Hacker News new | ask | show | jobs
by sild 2106 days ago
I put the benchmark into quick-bench but could not replicate the 40% result. The sentinel version was faster but only slightly.

https://quick-bench.com/q/314Z81FskTlcDqMCUHFVhWmDz8Q

Update 1: After moving some constants around, I get the 40% result:

https://quick-bench.com/q/lPrpQTAyDQuOoKS9MBWCTBXk1TE

No idea why it made such a big difference to the benchmark.

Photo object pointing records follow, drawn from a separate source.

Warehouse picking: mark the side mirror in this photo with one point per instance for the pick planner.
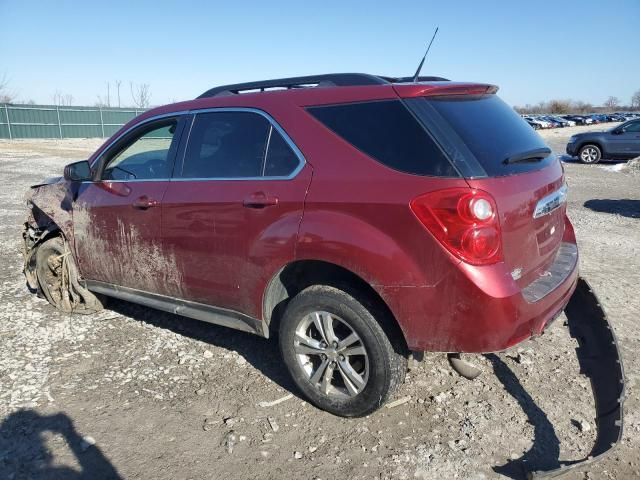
(78, 171)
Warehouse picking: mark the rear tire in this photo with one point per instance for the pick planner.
(338, 353)
(58, 279)
(590, 154)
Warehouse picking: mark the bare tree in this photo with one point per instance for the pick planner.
(611, 103)
(6, 95)
(118, 83)
(141, 95)
(635, 99)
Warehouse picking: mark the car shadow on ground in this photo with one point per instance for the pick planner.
(625, 206)
(24, 453)
(545, 451)
(263, 354)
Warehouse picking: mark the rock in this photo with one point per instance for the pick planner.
(400, 401)
(275, 402)
(230, 421)
(208, 424)
(86, 443)
(441, 397)
(229, 441)
(581, 424)
(272, 423)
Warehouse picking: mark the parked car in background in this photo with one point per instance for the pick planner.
(557, 121)
(540, 121)
(578, 119)
(533, 124)
(621, 142)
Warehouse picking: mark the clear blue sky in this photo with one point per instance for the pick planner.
(534, 50)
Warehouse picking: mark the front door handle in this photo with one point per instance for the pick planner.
(144, 202)
(259, 200)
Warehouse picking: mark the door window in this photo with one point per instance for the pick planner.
(236, 145)
(632, 127)
(146, 156)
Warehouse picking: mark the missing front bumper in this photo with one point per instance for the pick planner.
(599, 360)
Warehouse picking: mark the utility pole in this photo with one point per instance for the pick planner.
(118, 82)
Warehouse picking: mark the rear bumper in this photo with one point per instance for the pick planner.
(599, 360)
(481, 309)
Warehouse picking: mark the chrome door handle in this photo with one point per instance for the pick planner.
(144, 202)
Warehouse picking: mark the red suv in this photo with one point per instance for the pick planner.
(354, 217)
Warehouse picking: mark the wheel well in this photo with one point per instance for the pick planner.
(296, 276)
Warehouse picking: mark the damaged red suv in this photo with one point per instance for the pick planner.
(354, 217)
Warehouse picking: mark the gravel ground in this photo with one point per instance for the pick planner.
(137, 393)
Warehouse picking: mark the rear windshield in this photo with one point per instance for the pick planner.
(486, 127)
(387, 132)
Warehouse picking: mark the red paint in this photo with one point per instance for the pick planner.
(346, 209)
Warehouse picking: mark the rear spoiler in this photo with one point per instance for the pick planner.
(409, 90)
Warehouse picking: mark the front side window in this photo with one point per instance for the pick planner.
(146, 156)
(236, 145)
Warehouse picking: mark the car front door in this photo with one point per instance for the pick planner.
(231, 213)
(117, 217)
(631, 142)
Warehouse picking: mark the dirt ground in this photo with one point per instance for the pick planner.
(137, 393)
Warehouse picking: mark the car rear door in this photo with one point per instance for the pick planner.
(231, 213)
(117, 217)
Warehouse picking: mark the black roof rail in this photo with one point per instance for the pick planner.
(326, 80)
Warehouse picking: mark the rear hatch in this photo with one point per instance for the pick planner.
(499, 153)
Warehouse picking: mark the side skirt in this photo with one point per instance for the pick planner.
(186, 308)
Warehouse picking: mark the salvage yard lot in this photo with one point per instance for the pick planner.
(166, 397)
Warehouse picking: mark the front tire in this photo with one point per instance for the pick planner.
(58, 279)
(338, 353)
(590, 154)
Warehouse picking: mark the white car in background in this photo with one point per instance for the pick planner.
(542, 123)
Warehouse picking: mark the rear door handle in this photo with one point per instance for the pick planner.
(144, 202)
(259, 200)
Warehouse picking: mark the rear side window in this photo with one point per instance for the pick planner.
(236, 145)
(387, 132)
(489, 128)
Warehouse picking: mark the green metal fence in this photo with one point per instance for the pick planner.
(51, 121)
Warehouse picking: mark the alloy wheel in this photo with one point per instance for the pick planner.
(331, 354)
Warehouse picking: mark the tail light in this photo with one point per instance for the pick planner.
(465, 221)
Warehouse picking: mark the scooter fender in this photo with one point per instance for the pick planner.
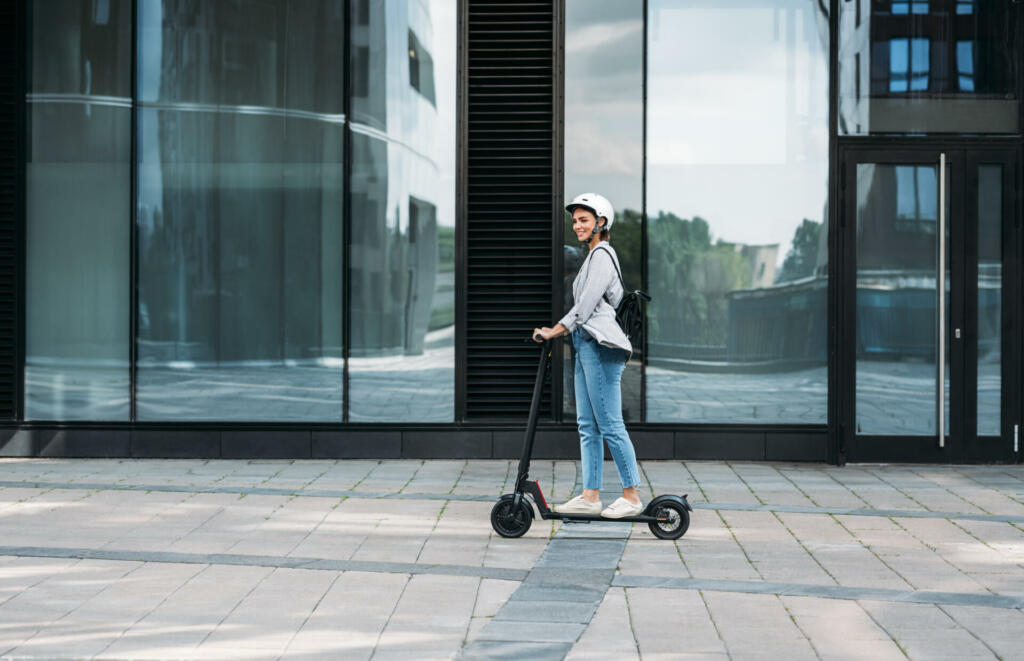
(649, 510)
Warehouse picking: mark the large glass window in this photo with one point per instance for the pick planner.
(737, 144)
(604, 149)
(78, 211)
(241, 142)
(938, 67)
(401, 364)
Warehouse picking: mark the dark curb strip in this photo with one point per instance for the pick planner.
(342, 493)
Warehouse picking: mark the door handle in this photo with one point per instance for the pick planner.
(941, 293)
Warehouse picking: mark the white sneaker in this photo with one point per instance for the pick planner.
(622, 508)
(579, 504)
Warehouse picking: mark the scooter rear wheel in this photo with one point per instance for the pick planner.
(677, 520)
(509, 520)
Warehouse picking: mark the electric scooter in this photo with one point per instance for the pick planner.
(667, 516)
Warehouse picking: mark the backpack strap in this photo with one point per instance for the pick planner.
(617, 272)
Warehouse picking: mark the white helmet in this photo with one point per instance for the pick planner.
(597, 205)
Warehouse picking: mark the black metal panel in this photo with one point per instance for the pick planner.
(446, 444)
(276, 444)
(175, 443)
(510, 188)
(356, 444)
(11, 150)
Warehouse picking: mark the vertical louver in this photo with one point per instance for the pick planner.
(10, 100)
(510, 186)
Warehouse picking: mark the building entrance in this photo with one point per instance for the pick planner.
(930, 304)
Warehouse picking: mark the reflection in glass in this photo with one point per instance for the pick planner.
(896, 260)
(78, 211)
(603, 149)
(240, 210)
(736, 191)
(401, 364)
(939, 67)
(989, 299)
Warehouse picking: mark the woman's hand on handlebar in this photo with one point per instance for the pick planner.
(540, 335)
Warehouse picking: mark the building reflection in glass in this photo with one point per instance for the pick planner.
(241, 205)
(603, 150)
(401, 364)
(240, 210)
(897, 258)
(928, 67)
(736, 189)
(78, 199)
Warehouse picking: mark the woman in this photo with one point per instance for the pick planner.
(602, 350)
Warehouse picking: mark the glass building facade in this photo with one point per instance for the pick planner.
(253, 216)
(279, 175)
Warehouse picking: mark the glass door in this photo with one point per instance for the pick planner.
(925, 345)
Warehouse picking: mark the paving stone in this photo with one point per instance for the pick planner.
(535, 631)
(609, 634)
(526, 611)
(820, 536)
(497, 650)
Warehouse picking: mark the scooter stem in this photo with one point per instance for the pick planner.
(535, 405)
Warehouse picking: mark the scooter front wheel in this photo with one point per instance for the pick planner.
(509, 520)
(675, 520)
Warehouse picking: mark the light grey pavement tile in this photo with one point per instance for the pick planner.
(841, 554)
(647, 555)
(971, 485)
(609, 634)
(720, 483)
(430, 619)
(757, 624)
(820, 487)
(925, 631)
(190, 612)
(32, 619)
(389, 475)
(457, 537)
(482, 477)
(772, 551)
(672, 623)
(878, 493)
(998, 628)
(267, 617)
(840, 629)
(492, 595)
(710, 551)
(437, 476)
(348, 619)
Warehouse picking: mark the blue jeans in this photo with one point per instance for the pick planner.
(599, 411)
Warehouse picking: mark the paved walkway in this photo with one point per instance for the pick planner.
(358, 560)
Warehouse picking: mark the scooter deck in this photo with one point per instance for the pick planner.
(587, 518)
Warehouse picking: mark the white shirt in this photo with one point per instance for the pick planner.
(595, 291)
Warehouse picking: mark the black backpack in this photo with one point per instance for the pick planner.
(629, 314)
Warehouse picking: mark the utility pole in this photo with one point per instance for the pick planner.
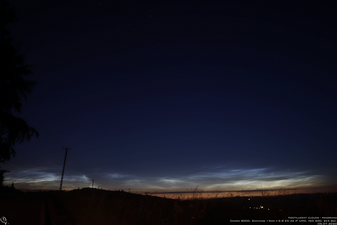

Update 2: If the test order is reversed, the result goes back to being only slightly faster for the sentinel version:

https://quick-bench.com/q/Ds7aqe5-6md_tTPndOK54ltYZmE

2 comments

In the first two links you sent, the 40% result looks like the baseline case getting slower, not the unit under test getting faster. The core assembly looks look identical in both cases.
Well spotted; great for sild! Looks like the 40% claim was due to a bug in benchmarking (which makes sense, and can happen).
The order in which the tests were run was the first thing I checked in his implementation, but I looked too quickly and thought he was generating the data for each variant, so I assumed that was not the problem. [Actually, you need the same data for both tests, but generated twice]

I was going to just point out that 40% percent difference would mean that the version without the sentinel can be improved... was going to check if there is something that is preventing the branch prediction from actually taking care of that performance drop - memory is only being read and nothing should be invalidated...

I am pretty sure that the 40% original difference was due to a bug in benchmarking - or food for thought to improve the non-sentinel version.